Laughing Gas for Sedation. Yes or No?

by Dr. Carlo Litano DMD | Affiliate links

Laughing gas is a common option to help patients relax before and during brief medical procedures. Both holistic and conventional authorities widely consider it a safe approach to sedation, particularly for children and laboring women.

What is Laughing Gas?

The scientific name for laughing gas is nitrous oxide. The chemical name is N2O.

The English chemist Joseph Priestley first discovered it in 1772, although Humphry Davy, another chemist, was responsible for naming it and identifying its physiological effects. (1)

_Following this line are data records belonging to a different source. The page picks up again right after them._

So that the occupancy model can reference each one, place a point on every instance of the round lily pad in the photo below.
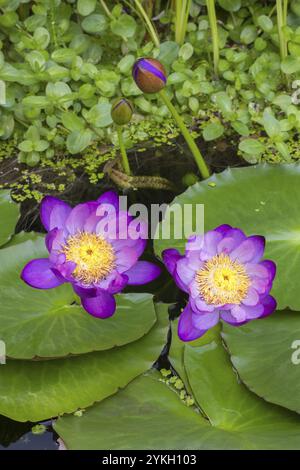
(262, 200)
(266, 354)
(150, 411)
(38, 390)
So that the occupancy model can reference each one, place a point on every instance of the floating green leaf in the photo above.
(37, 390)
(261, 200)
(149, 411)
(266, 354)
(37, 323)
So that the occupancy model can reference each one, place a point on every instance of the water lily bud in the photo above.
(149, 75)
(121, 111)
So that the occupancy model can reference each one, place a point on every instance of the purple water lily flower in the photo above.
(225, 277)
(96, 247)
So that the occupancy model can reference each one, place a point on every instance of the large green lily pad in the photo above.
(266, 354)
(9, 214)
(148, 413)
(262, 200)
(48, 323)
(37, 390)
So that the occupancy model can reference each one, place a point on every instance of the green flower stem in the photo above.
(148, 23)
(186, 134)
(182, 10)
(125, 161)
(105, 8)
(211, 10)
(281, 22)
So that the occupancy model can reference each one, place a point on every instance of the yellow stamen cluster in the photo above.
(223, 281)
(93, 255)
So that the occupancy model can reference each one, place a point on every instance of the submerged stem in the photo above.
(186, 134)
(125, 161)
(211, 10)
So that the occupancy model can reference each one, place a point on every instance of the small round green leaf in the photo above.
(37, 323)
(9, 215)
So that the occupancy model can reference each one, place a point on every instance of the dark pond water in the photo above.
(170, 162)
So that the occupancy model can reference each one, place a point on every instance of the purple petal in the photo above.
(170, 258)
(250, 250)
(269, 304)
(118, 283)
(78, 216)
(125, 259)
(64, 271)
(184, 272)
(252, 297)
(243, 313)
(199, 306)
(37, 273)
(83, 292)
(142, 273)
(101, 306)
(228, 318)
(223, 229)
(111, 198)
(186, 329)
(138, 245)
(270, 267)
(55, 239)
(54, 212)
(205, 321)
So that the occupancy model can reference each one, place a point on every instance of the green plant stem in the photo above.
(53, 25)
(148, 23)
(211, 10)
(281, 22)
(125, 161)
(182, 10)
(186, 134)
(285, 11)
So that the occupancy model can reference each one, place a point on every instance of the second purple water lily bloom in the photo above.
(225, 277)
(91, 246)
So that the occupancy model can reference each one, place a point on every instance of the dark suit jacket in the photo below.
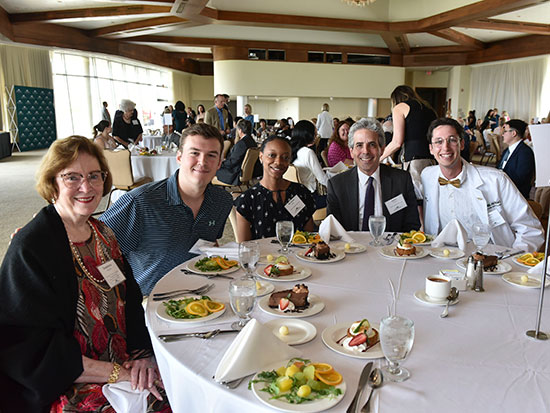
(230, 171)
(521, 168)
(343, 199)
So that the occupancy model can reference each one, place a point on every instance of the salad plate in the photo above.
(332, 335)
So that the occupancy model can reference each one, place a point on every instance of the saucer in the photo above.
(421, 295)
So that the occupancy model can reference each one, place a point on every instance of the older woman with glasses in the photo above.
(71, 316)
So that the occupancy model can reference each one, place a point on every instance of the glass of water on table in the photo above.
(242, 297)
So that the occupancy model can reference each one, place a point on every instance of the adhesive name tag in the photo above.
(396, 204)
(111, 273)
(295, 205)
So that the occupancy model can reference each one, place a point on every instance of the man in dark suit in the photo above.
(230, 171)
(371, 188)
(518, 160)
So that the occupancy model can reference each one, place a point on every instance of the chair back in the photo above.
(291, 174)
(247, 167)
(121, 168)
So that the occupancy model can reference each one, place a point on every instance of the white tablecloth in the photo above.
(155, 166)
(476, 360)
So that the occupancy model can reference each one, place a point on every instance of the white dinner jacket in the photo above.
(491, 191)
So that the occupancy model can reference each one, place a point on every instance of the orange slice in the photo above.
(331, 378)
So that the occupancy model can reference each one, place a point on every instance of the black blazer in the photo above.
(343, 199)
(520, 168)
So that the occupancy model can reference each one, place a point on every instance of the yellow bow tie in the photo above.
(454, 182)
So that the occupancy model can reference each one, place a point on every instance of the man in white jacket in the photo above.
(455, 189)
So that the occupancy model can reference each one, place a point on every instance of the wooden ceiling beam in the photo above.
(49, 16)
(508, 26)
(460, 38)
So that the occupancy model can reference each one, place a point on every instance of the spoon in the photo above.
(452, 296)
(375, 381)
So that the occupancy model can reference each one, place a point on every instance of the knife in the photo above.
(362, 381)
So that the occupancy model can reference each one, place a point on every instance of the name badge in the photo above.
(396, 204)
(294, 206)
(111, 273)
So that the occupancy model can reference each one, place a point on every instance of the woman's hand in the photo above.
(144, 374)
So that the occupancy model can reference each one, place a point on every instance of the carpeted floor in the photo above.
(19, 200)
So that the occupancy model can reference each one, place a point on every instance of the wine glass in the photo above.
(377, 225)
(284, 231)
(481, 235)
(242, 297)
(396, 339)
(249, 254)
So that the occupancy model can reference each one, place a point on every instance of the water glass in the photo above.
(284, 231)
(396, 339)
(249, 254)
(242, 297)
(377, 225)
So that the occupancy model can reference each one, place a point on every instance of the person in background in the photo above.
(102, 135)
(105, 115)
(260, 207)
(68, 326)
(338, 148)
(126, 126)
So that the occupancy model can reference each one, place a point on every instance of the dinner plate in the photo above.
(338, 256)
(299, 273)
(421, 296)
(331, 335)
(161, 313)
(191, 267)
(514, 278)
(454, 253)
(266, 288)
(314, 406)
(389, 252)
(315, 307)
(502, 266)
(299, 331)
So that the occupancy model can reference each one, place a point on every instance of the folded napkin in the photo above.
(453, 233)
(255, 348)
(330, 227)
(125, 400)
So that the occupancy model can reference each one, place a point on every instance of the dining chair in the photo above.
(121, 172)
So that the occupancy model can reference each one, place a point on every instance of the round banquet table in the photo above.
(478, 359)
(155, 166)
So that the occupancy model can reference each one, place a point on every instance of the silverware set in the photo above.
(173, 294)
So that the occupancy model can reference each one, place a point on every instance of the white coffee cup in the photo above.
(438, 286)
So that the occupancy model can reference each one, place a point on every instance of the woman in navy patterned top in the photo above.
(259, 208)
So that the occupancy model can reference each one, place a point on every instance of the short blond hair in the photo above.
(61, 154)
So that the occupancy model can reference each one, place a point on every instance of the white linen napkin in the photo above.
(125, 400)
(331, 227)
(453, 233)
(255, 348)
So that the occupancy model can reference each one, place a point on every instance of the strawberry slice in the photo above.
(358, 340)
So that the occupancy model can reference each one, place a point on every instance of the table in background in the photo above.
(476, 360)
(155, 166)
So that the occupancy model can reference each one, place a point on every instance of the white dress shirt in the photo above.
(363, 182)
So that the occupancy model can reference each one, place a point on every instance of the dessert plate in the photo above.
(331, 335)
(533, 281)
(299, 273)
(299, 331)
(454, 253)
(190, 266)
(338, 256)
(314, 406)
(315, 307)
(389, 252)
(161, 313)
(502, 266)
(421, 296)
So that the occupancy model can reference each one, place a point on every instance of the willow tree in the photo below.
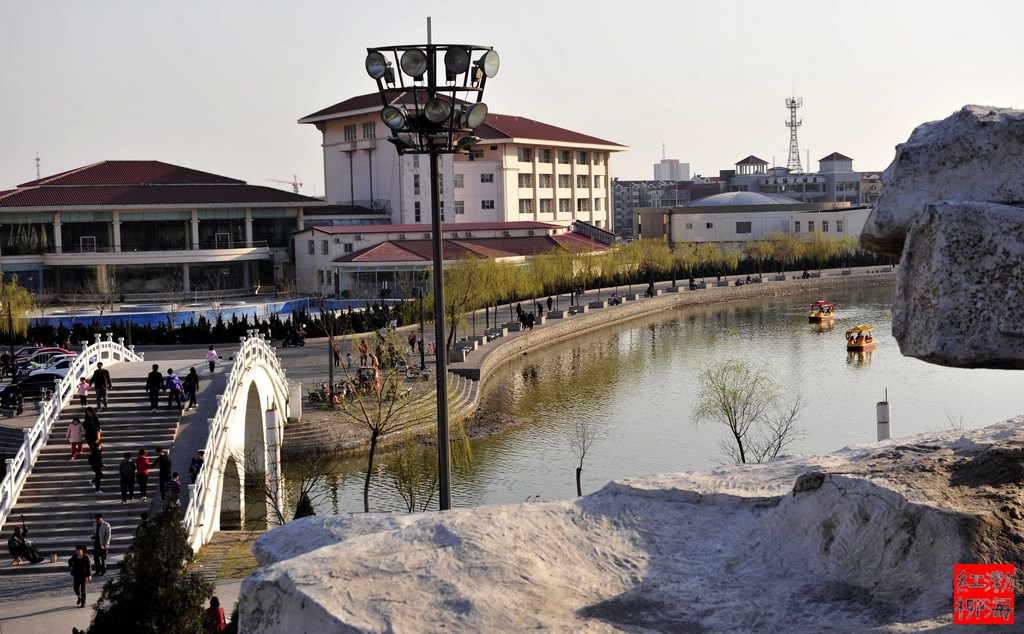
(16, 306)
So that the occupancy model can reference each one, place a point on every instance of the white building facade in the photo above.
(522, 170)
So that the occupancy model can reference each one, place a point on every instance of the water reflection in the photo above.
(636, 384)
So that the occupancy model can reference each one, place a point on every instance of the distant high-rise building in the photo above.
(672, 169)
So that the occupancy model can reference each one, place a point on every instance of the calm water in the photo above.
(636, 385)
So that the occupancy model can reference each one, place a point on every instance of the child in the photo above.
(83, 390)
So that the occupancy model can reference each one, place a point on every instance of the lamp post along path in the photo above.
(432, 117)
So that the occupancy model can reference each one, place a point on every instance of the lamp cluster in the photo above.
(427, 116)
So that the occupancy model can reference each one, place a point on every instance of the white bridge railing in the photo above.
(101, 350)
(204, 496)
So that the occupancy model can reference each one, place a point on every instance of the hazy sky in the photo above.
(219, 85)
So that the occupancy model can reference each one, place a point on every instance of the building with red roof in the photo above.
(521, 171)
(146, 228)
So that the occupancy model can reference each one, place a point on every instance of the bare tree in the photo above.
(582, 437)
(749, 403)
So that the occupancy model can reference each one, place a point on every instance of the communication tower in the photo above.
(794, 163)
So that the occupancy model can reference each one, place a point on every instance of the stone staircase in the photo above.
(57, 502)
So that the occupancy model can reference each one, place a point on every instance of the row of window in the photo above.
(744, 226)
(369, 131)
(525, 155)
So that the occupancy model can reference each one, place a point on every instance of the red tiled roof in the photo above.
(132, 183)
(752, 160)
(495, 126)
(836, 157)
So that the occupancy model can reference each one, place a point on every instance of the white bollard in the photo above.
(883, 413)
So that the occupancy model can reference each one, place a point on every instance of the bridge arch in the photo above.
(243, 451)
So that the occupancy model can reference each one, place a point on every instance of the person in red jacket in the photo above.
(141, 473)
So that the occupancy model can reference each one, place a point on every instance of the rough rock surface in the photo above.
(861, 539)
(973, 155)
(960, 292)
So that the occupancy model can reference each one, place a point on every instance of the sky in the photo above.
(219, 85)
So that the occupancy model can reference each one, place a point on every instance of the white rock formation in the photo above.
(863, 538)
(951, 210)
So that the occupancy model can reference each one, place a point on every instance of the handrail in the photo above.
(101, 350)
(201, 496)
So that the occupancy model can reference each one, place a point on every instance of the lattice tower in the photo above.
(794, 163)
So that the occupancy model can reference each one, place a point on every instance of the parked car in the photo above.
(34, 385)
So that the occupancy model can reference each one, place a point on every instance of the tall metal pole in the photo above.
(440, 347)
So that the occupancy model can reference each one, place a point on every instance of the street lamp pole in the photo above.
(434, 118)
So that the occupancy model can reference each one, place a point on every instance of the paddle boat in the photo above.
(821, 311)
(859, 338)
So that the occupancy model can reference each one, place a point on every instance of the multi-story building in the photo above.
(522, 170)
(146, 228)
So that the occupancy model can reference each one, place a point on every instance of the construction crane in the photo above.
(294, 182)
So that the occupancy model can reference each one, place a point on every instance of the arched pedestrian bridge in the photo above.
(239, 424)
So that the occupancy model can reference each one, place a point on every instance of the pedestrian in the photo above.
(190, 386)
(92, 428)
(83, 391)
(100, 544)
(81, 572)
(126, 469)
(75, 435)
(101, 381)
(142, 527)
(163, 462)
(172, 490)
(173, 384)
(211, 357)
(196, 465)
(215, 617)
(96, 463)
(155, 385)
(141, 473)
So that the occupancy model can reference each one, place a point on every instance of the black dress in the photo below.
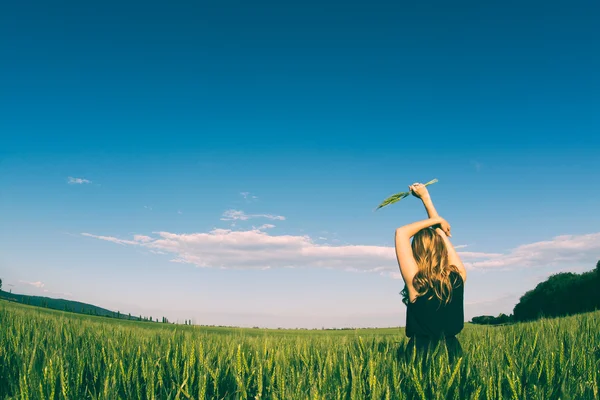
(429, 321)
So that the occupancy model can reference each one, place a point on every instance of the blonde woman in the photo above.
(434, 278)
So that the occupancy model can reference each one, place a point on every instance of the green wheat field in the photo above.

While inert nitrogen (N2) is the largest component of breathable air (78%), when chemically combined with a single atom of oxygen (N2O), it changes properties considerably.

N2 and N2O are both colorless. However, the similarity ends there.

N2O has a mildly sweet odor and taste.

When inhaled, N2O produces less sensitivity to pain preceded by a mild euphoria. This discovery led to its principal use in medicine as an anesthetic in surgical operations of short duration. (2)

Dentists find it particularly useful for calming anxiety in nervous patients.

Easy to obtain with brief euphoric effect, recreational drug users also favor laughing gas. A common method for getting a “legal high” is via small pressurized canisters known as “whippits” on the street. Manufacturers use nitrous oxide as a propellant in dispensers of whipped cream and other foods.

Nitrous Oxide vs Nitric Oxide vs Nitrogen Dioxide

Many people confuse laughing gas, aka nitrous oxide (N2O) with nitric oxide (NO). It is also occasionally confused with nitrogen dioxide (NO2).

Let’s clear up the huge differences between these three compounds!

A single atom of nitrogen combines with a single atom of oxygen to produce nitric oxide (NO). It is naturally produced by the body and improves circulation by relaxing the blood vessels, thereby lowering blood pressure. Neurologically, people experience increased NO as an overall calming effect. (3)

Those of you who do yoga may know that one of the main goals of yogic nose breathing is to increase levels of nitric oxide in the body.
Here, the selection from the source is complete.